You can get that with other objects -- the ruby that is the left eye of the idol in the temple hidden in the swamps, or whatever the treasure is at the dragon's lair -- but lots of objects do not have fixed locations. Their tendency to do so is understated in many quest stories. Even when the god is not actively intervening, you seldom find that a chunk of red glass had been substituted for the ruby when the idol was built.
Which has its advantages. You can send the characters off for their object without having them chasing their own tails while looking for a way to find where the object is at the moment.
My characters, on quest, are off and looking for mobile objects, where they not only don't have a forwarding address, they don't know where to look for such a forwarding address. It gives as much, if not more, potential for adventures in the course of getting there, because there is not only the final destination but all the intermediate locations where the characters think they might get somewhere.
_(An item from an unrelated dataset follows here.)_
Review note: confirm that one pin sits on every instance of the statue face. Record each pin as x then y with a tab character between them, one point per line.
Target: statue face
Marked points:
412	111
On the other hand, it does a great deal to change the mood of a piece. The less reason they have to believe that any given location will be able to tell them where to go, the more frustrated the characters will get, in a way you don't get just by dropping a few trolls in their path, or even by cutting off one route and so forcing them to take another. And that's even if you stick to the conventions that allow such information to be presumed reliable. There are sound reasons for that one, not to have your characters chasing after will-o'-wisps, which is frustrating for characters and readers alike. But chasing around that bit of fugitive if reliable information can be dangerously like it.